全てを兼ね備えた現代最高の歌姫でした。
音量、表現力、特に高音の輝かしさを超えて空気を切り裂くような圧巻の歌唱。
2日間それぞれ聴きどころ満載。1日目のリサイタルは、独仏露西伊+母国ラトヴィア語の6ヶ国語を軽々と歌い上げ、2日目はオーケストラ伴奏で後半は十八番のカルメンをたっぷり聴けました。
それでもあえてどちらかを選ぶかといえば、初日です。
欧州内の全く異なる文化圏の作曲家の背景、歌曲とオペラの歌い分けでガランチャの多彩な側面を楽しめたし、歌っている時間も長かったというのも大きい。

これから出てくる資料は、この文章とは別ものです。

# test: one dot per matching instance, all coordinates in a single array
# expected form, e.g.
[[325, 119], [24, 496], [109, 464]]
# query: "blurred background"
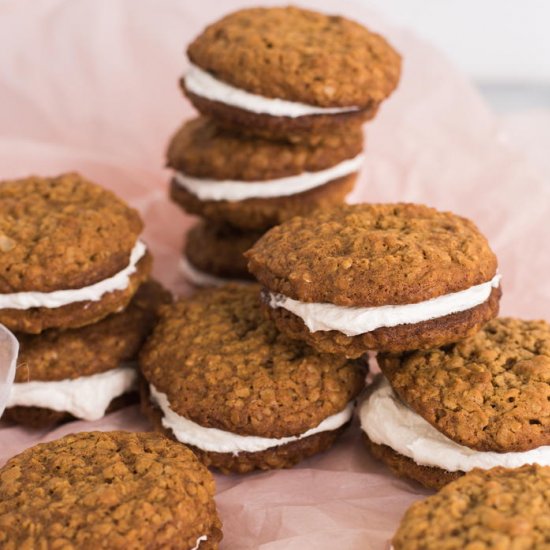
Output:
[[504, 45]]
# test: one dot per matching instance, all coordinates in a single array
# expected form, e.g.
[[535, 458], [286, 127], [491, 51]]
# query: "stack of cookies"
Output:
[[282, 94], [461, 389], [74, 289]]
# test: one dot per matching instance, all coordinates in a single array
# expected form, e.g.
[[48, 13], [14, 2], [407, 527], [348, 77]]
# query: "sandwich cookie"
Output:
[[289, 73], [481, 403], [115, 490], [498, 508], [70, 253], [253, 183], [214, 254], [86, 372], [221, 379], [386, 277]]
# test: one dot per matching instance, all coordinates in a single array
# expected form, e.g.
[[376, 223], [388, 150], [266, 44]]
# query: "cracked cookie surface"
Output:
[[62, 233], [299, 55], [490, 392], [498, 508], [224, 365], [114, 490], [203, 150], [372, 255]]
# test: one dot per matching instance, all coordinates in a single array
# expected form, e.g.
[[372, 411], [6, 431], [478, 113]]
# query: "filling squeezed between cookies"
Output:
[[233, 190], [87, 397], [387, 421], [220, 441], [353, 321], [203, 84], [92, 293]]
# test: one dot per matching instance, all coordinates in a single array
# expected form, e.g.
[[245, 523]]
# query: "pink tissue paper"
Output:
[[92, 86]]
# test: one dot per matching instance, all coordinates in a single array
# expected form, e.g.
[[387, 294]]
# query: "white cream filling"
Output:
[[203, 538], [86, 397], [233, 190], [92, 293], [203, 84], [352, 321], [220, 441], [200, 278], [387, 421], [9, 350]]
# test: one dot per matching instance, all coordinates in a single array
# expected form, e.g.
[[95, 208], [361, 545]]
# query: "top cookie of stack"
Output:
[[70, 253], [282, 93], [289, 73]]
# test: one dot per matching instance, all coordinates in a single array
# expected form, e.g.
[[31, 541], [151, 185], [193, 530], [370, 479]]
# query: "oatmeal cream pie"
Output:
[[214, 254], [481, 403], [499, 508], [116, 490], [289, 73], [386, 277], [70, 253], [83, 373], [253, 183], [221, 379]]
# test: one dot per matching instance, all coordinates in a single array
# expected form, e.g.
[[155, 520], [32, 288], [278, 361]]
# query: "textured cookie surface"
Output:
[[490, 392], [77, 314], [298, 55], [219, 249], [260, 214], [67, 354], [222, 364], [278, 457], [485, 509], [203, 150], [372, 255], [107, 490], [62, 233]]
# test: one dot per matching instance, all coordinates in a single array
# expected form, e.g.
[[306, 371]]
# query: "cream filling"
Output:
[[203, 84], [352, 321], [200, 278], [9, 350], [387, 421], [203, 538], [86, 397], [220, 441], [233, 190], [92, 293]]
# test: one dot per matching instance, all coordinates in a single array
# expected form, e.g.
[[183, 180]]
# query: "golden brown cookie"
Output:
[[498, 508], [254, 183], [202, 149], [228, 383], [114, 490], [215, 253], [490, 392], [69, 253], [289, 73], [388, 277], [48, 361]]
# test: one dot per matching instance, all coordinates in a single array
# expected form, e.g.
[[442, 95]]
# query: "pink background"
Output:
[[91, 86]]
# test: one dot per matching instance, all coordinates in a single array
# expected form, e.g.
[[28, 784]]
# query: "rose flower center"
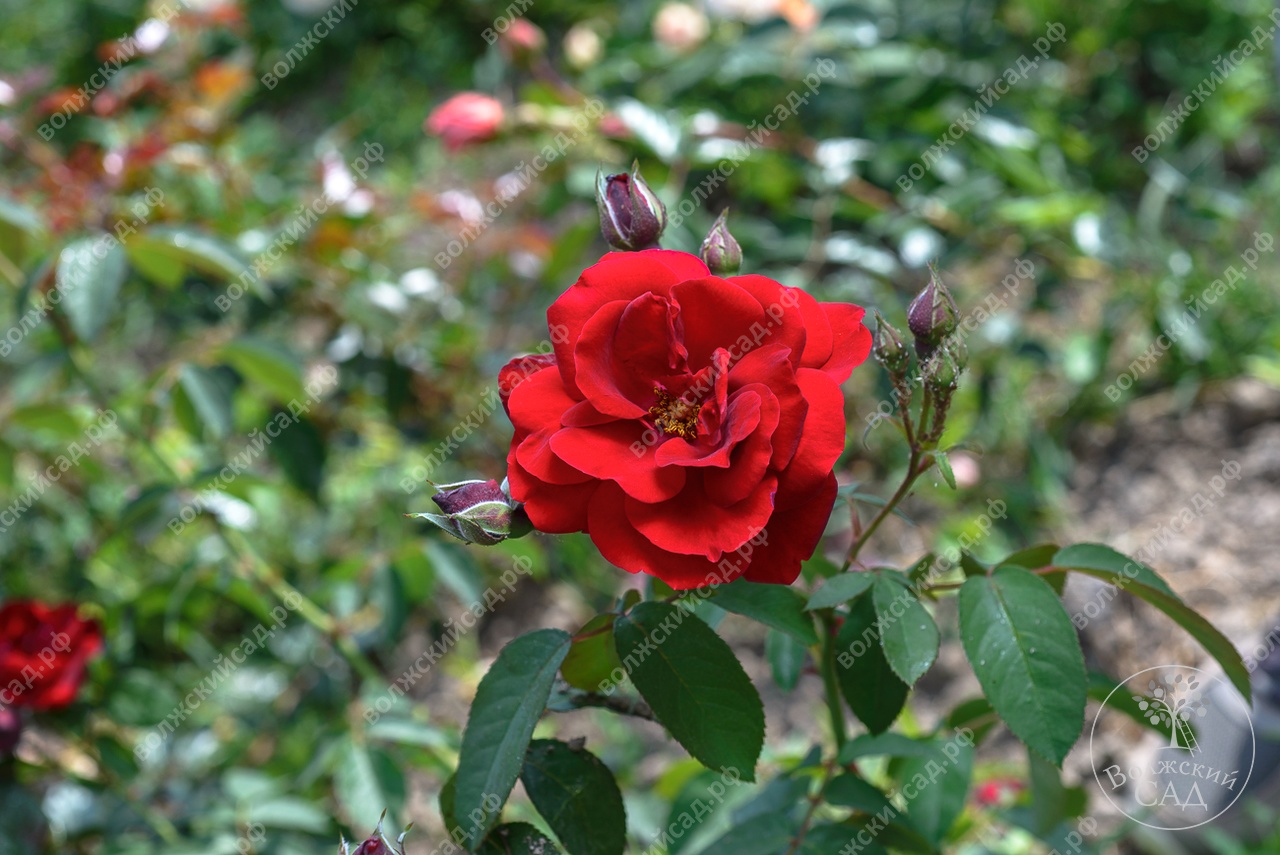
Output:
[[675, 416]]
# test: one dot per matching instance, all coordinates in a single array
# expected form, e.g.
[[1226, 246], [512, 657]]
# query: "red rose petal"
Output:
[[604, 452], [716, 314], [624, 547], [691, 524], [618, 275], [782, 316], [750, 460], [791, 536], [822, 440], [771, 366], [741, 419], [851, 341]]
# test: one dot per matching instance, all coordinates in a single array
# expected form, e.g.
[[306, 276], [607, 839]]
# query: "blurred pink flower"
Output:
[[680, 26], [466, 118]]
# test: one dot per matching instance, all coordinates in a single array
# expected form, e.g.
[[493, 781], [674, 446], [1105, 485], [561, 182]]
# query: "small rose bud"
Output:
[[376, 844], [631, 215], [10, 730], [522, 41], [465, 118], [888, 347], [721, 252], [479, 512], [941, 371], [932, 315]]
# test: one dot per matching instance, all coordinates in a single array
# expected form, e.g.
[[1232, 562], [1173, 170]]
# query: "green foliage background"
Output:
[[1046, 175]]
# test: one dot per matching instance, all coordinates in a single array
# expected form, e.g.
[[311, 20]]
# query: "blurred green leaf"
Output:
[[1110, 566], [510, 700], [90, 275]]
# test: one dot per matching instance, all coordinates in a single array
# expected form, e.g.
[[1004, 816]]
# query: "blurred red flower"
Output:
[[688, 423], [465, 118], [42, 653]]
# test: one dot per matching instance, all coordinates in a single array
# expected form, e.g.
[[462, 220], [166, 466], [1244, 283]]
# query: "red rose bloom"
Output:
[[689, 424], [465, 118], [45, 647]]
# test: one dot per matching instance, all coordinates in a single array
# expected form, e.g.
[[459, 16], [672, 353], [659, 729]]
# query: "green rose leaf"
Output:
[[840, 589], [1025, 653], [694, 685], [577, 796], [908, 634], [1106, 563], [868, 682], [773, 606], [508, 703]]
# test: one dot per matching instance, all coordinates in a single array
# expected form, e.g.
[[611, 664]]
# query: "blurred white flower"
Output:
[[749, 10], [583, 46], [680, 26]]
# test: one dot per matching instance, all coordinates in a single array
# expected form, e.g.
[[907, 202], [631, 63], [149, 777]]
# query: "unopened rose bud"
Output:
[[888, 347], [522, 40], [721, 252], [932, 315], [465, 118], [10, 730], [941, 373], [376, 844], [631, 215], [480, 512]]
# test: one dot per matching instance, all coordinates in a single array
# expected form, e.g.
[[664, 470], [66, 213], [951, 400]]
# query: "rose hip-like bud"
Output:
[[888, 348], [941, 371], [631, 215], [480, 512], [721, 252], [376, 844], [932, 315], [10, 730]]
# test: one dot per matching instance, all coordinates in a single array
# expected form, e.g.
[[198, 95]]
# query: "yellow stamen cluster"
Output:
[[675, 416]]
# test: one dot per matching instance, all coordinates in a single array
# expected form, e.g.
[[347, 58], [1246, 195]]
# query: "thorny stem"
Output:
[[914, 470], [828, 680], [814, 800]]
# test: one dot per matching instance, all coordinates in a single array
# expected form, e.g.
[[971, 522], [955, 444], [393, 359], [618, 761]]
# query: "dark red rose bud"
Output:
[[631, 215], [932, 315], [941, 371], [479, 512], [721, 252], [10, 730], [376, 844], [888, 348]]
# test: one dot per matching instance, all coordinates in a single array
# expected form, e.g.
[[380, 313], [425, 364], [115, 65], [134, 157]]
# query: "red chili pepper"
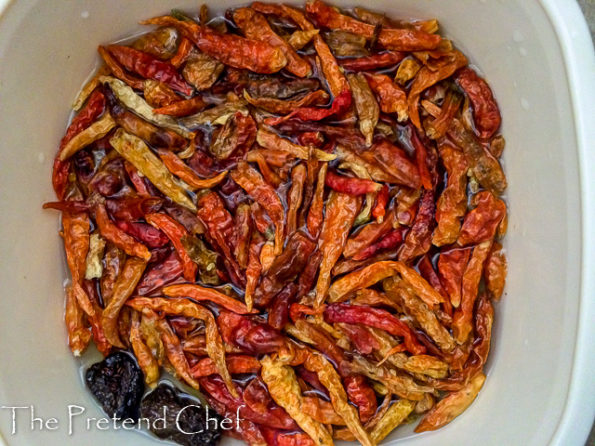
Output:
[[279, 311], [251, 334], [421, 156], [132, 208], [236, 364], [362, 395], [150, 67], [144, 233], [231, 49], [182, 53], [373, 62], [350, 185], [175, 231], [374, 317], [160, 275], [340, 104], [380, 207], [419, 238], [275, 417], [485, 109], [91, 111], [389, 241], [118, 237]]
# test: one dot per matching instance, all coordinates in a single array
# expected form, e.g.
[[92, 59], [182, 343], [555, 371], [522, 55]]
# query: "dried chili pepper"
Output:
[[175, 232], [123, 289], [452, 204], [393, 39], [232, 50], [341, 211], [495, 271], [485, 109], [481, 223], [372, 62], [255, 26], [149, 67], [374, 317], [251, 181], [201, 293], [419, 238], [390, 241], [122, 240], [392, 97]]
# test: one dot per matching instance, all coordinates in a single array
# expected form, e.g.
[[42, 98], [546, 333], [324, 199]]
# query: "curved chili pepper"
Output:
[[485, 109], [150, 67], [232, 50], [175, 232], [201, 293], [374, 317]]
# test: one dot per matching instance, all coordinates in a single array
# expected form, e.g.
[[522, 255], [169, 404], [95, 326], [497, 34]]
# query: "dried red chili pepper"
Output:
[[374, 317], [393, 98], [252, 182], [481, 223], [111, 232], [341, 211], [463, 316], [495, 271], [94, 107], [254, 26], [361, 395], [351, 185], [144, 233], [279, 311], [379, 209], [175, 232], [251, 334], [340, 104], [452, 204], [372, 62], [485, 109], [393, 39], [390, 241], [235, 364], [232, 50], [149, 67], [200, 293], [419, 238]]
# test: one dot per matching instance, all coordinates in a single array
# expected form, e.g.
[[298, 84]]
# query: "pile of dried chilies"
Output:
[[295, 211]]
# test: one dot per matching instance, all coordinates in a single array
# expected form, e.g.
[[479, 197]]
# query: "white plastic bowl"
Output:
[[538, 57]]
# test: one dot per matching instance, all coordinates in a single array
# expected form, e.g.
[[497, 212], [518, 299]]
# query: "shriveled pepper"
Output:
[[393, 39], [185, 307], [481, 223], [122, 240], [201, 293], [255, 26], [149, 67], [374, 317], [486, 114], [393, 98], [175, 232], [232, 50], [462, 322], [350, 185], [341, 211], [419, 238], [452, 204], [495, 271], [137, 153], [123, 289], [252, 182], [372, 62]]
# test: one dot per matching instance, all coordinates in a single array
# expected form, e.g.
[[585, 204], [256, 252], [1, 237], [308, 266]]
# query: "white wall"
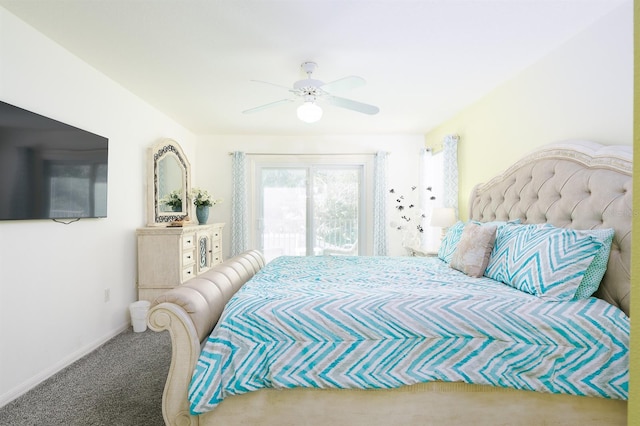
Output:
[[581, 90], [53, 276], [214, 164]]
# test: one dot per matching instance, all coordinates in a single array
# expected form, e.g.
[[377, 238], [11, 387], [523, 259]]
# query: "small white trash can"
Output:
[[138, 312]]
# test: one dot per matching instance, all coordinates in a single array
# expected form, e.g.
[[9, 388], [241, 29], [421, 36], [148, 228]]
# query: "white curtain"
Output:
[[379, 205], [239, 210], [429, 181], [450, 166]]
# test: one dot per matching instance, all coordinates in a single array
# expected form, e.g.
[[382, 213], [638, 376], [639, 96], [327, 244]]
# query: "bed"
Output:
[[575, 185]]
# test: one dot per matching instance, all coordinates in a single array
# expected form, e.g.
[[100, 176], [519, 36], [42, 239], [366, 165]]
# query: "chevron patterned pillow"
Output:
[[545, 261], [450, 241]]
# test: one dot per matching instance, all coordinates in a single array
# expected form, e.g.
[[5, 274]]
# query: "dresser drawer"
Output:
[[216, 257], [188, 272], [188, 257], [188, 241]]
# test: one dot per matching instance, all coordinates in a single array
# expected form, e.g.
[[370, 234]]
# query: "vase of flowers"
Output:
[[203, 201], [173, 200]]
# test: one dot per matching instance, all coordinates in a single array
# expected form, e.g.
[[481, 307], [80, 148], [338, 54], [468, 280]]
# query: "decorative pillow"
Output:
[[593, 276], [453, 235], [545, 261], [472, 253], [450, 241]]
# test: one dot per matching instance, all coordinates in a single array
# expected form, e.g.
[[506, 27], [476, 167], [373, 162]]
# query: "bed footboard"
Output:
[[189, 313]]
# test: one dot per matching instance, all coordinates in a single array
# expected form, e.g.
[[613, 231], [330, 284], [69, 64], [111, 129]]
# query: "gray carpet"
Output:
[[118, 384]]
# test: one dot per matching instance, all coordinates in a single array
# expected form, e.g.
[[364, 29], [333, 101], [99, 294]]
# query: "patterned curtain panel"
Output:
[[450, 166], [426, 203], [379, 205], [239, 210]]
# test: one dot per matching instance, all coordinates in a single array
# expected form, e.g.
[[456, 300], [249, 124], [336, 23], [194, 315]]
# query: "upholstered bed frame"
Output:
[[581, 185]]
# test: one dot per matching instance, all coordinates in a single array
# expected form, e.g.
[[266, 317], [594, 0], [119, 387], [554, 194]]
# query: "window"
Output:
[[311, 206]]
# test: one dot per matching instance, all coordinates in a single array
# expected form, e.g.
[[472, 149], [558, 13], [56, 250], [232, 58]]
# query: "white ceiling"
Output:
[[423, 60]]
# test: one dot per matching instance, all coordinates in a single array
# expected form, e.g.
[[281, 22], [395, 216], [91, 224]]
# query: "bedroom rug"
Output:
[[118, 384]]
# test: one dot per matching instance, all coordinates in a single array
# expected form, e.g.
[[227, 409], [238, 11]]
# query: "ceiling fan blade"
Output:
[[345, 83], [272, 84], [353, 105], [265, 106]]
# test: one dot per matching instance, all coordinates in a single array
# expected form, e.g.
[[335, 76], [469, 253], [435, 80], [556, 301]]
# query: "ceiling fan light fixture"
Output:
[[309, 112]]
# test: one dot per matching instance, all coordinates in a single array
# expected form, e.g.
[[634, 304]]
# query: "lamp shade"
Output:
[[443, 217], [309, 112]]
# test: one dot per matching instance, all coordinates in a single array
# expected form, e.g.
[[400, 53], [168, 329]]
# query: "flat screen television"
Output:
[[48, 169]]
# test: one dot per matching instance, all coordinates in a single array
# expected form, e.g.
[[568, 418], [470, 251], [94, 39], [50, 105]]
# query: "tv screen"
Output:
[[48, 169]]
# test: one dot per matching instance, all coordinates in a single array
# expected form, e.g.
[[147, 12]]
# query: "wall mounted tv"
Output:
[[48, 169]]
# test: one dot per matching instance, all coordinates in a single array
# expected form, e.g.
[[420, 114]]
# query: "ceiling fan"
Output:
[[311, 91]]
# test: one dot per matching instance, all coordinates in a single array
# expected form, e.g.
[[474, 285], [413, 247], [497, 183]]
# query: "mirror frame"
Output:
[[157, 152]]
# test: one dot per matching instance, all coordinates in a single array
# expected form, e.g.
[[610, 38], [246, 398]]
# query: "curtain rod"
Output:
[[301, 153]]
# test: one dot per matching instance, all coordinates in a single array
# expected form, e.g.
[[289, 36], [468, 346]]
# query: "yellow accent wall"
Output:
[[634, 393], [581, 90]]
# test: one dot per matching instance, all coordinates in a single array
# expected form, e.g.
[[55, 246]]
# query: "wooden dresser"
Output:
[[168, 256]]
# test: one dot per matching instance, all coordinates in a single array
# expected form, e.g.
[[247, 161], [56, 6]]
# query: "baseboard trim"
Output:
[[26, 386]]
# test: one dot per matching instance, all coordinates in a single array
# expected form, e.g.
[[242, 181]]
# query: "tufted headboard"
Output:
[[573, 184]]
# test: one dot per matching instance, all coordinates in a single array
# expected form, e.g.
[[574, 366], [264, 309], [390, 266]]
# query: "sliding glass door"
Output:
[[307, 209]]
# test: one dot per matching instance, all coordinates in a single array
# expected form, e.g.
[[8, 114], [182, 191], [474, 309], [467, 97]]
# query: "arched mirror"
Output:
[[169, 183]]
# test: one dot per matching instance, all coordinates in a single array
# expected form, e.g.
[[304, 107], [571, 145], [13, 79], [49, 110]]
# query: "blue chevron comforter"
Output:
[[383, 322]]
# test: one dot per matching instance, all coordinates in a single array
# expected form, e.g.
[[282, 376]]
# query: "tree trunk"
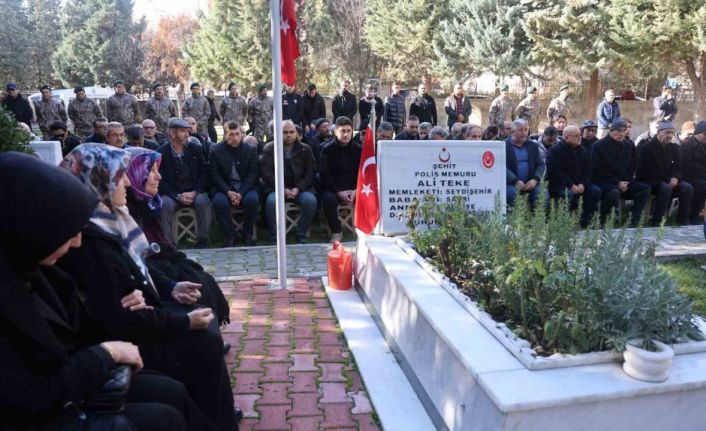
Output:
[[593, 90], [698, 82]]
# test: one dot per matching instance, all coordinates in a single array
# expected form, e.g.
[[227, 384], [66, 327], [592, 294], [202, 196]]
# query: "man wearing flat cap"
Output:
[[659, 167], [197, 106], [260, 113], [17, 104], [184, 181], [559, 106], [234, 107], [529, 109], [159, 108], [48, 110], [122, 106], [613, 171], [502, 108], [83, 111], [692, 154]]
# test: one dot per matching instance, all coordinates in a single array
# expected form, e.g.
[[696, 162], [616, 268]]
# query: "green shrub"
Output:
[[561, 289], [12, 138]]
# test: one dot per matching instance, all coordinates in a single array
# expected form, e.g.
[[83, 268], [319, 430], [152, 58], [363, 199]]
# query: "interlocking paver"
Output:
[[290, 366]]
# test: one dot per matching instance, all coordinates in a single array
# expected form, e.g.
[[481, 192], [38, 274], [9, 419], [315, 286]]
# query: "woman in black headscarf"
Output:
[[176, 272], [180, 341], [48, 366]]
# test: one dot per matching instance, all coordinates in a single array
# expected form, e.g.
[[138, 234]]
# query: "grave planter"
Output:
[[647, 366]]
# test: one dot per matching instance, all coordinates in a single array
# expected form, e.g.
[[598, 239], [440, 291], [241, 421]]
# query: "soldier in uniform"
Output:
[[559, 107], [260, 114], [159, 108], [122, 106], [501, 107], [48, 111], [528, 109], [234, 107], [83, 112], [197, 106]]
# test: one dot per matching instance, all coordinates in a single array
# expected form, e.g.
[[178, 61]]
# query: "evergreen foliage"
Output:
[[483, 35]]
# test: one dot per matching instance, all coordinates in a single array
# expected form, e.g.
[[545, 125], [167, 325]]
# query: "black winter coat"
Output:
[[692, 155], [192, 159], [105, 273], [566, 167], [657, 163]]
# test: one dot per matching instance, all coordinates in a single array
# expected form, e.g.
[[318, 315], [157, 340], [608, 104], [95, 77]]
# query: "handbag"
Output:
[[111, 398]]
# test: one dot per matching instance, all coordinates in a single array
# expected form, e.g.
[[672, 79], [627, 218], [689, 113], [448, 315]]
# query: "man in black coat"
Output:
[[568, 174], [292, 106], [344, 103], [235, 171], [18, 105], [613, 171], [658, 166], [365, 107], [692, 155], [423, 106], [183, 183], [395, 111], [338, 168], [525, 167]]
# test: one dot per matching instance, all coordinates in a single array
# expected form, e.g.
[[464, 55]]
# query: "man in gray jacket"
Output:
[[122, 106], [159, 108], [83, 112], [48, 111], [197, 106]]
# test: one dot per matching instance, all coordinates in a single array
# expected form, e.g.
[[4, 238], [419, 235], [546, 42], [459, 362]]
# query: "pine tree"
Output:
[[575, 33], [14, 41], [663, 35], [101, 43], [400, 34], [43, 22], [483, 35]]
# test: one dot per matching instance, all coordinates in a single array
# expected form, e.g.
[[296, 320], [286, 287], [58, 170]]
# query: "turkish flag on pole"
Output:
[[367, 210], [288, 37]]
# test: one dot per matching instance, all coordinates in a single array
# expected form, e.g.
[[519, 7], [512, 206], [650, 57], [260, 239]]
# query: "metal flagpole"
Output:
[[281, 219]]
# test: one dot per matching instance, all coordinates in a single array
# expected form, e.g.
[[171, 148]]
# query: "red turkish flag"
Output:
[[367, 209], [288, 40]]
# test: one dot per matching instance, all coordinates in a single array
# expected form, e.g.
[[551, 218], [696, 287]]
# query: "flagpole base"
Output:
[[276, 285]]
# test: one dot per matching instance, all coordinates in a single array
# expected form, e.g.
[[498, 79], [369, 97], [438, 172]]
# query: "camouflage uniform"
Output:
[[499, 110], [234, 108], [159, 111], [83, 113], [259, 116], [557, 107], [528, 110], [198, 108], [124, 109], [48, 112]]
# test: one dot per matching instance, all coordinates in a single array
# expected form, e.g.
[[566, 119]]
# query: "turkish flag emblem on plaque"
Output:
[[488, 160]]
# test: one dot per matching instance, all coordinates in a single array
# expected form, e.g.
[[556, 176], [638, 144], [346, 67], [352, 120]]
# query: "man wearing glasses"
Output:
[[18, 105]]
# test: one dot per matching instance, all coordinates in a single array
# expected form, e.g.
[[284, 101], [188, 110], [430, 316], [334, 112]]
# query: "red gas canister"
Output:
[[340, 267]]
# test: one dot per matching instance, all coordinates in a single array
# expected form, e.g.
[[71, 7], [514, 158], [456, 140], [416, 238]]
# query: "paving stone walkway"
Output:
[[290, 365], [310, 259]]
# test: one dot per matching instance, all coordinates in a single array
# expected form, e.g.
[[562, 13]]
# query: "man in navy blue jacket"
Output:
[[183, 183], [525, 167], [613, 171], [568, 166]]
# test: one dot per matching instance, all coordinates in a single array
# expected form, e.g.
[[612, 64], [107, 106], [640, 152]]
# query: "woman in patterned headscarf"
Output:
[[169, 263], [177, 340]]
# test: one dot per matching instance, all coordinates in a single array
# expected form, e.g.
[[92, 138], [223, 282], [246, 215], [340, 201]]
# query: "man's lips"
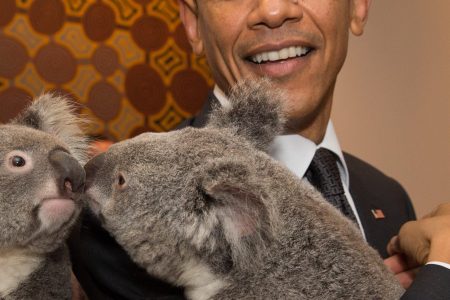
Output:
[[279, 55], [281, 63]]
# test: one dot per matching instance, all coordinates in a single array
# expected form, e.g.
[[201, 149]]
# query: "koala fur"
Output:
[[207, 209], [41, 179]]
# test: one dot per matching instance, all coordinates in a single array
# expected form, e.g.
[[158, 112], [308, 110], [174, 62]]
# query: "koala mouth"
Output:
[[55, 212]]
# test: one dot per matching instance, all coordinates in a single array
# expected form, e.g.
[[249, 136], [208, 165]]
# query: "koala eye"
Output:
[[18, 161], [121, 180]]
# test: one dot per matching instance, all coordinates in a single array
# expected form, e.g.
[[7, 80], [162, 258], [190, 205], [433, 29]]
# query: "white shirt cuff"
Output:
[[445, 265]]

オペラ・アリアでは聴かせどころ、盛り上げ方グノー、ベルリオーズ、カルメンでは両日とも演技付き、歌う方向も客席の全方向を意識して声が伝わるような配慮も。
口から音が出ているというより身体全体から発しているような感覚。まさに身体は楽器なのだと思わされます。
オーケストラ、夫君の指揮は勢い任せに聴こえ微妙でしたが、全曲暗譜というのはすごいです。
いつか日本でオペラ出演してほしいものです。